И сделало нас всех вновь учениками.

Может быть, звучащее слово вернется в поэзию через экран.

«Клоп» Маяковского и его «Баня» – куски сценария «Как поживаете?».

Он хотел уйти от лирического стихотворения и не ушел.

«О, молодость!» – кричу я сейчас.

И бью крыльями о стол.

Летели туда на север, где на камнях не жарко лапам, гуси с юга.

Они летели, качая воздух крыльями.

Летели, качая воздух, поддерживая друг друга.

О молодость, футуризм!

Леф!

Крик гусей летящих.

Серый домашний гусь слышит крик.

Он бегает по берегу моря, как пассажир по палубе тонущего парохода.

Кричит.

О, улетевшая, невзлетевшая молодость!

Кричу красным ртом, голосом гусиной меди.

Голосом телеги.

И бью серыми крыльями о бумагу.

Они летели клином, или клином летят аэропланы и журавли.

По крику слышу, что цела моя грудь.

Летели весной.

Туда, где еще нет тепла – где цветет черемуха.

Треском и шорохом перьев полна комната.

Растите, перья.

Я взлечу.

Летимте вместе.

Товарищи современники!

Раскачаем воздух!

Закроем небо крыльями!

Уставать совершенно не время. Нужно сохранять оптимизм и ответственность перед временем.

Когда-то ныне забытые эго-футуристы выпустили книгу: «Крематорий здравомыслия».

Сейчас нужнее было бы создание «Профилактория души».

Введение определенной писательской, художнической гигиены.

Жив Асеев, седой.

Видно, что он седой, хотя он и блондин.

Седой, мускулистый, крепкий в перенапряженный.

Гудит и разгоняет в себе интонацию, преодолевает обрывы, каменный, не могу иначе сказать, тяжелый, сероглазый Борис Пастернак.

Толстоногий, с дискантом вместо голоса, в широких штанах, похожий на эксцентрика, ходит, удивляя Америку, Сергей Эйзенштейн.

Это время цветет черемухой.

Перекресток (1932–1933)

Конец барокко О людях, которые идут по одной и той же дороге и об этом не знают

Москва летом

Трамвай уже пустой, ночной и прозрачный, проносится по краю блестящего асфальта, опушенного бульваром – деревьями, про которые твердо знаешь, что они зеленые.

Перепадают дожди. Облака над Москвою длинные. Они проходят, они расходятся, побывав на закате. Идут за надстраиваемыми трубами.

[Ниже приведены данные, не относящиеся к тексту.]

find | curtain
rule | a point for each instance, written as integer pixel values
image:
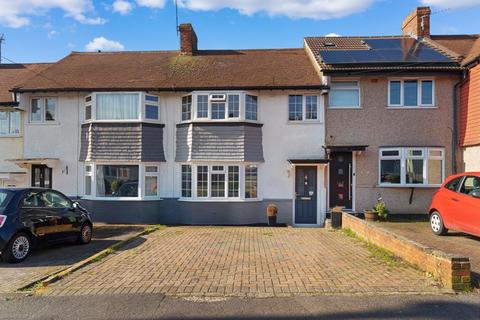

Когда остаешься в Москве летом, когда заблудишься несколько раз в перестраиваемых переулках, когда увидишь Москву издали и заметишь, что колокольни без крестов похожи на минареты, когда заметишь другие минареты – подъемники, растянутые вантами, похожие на карандашные наброски…

…Когда заблудишься в Москве, в которой переменилась даже почва, и узнаешь улицу по деревьям, которые не надстраивают, – тогда появляется время и с временем мысль о себе.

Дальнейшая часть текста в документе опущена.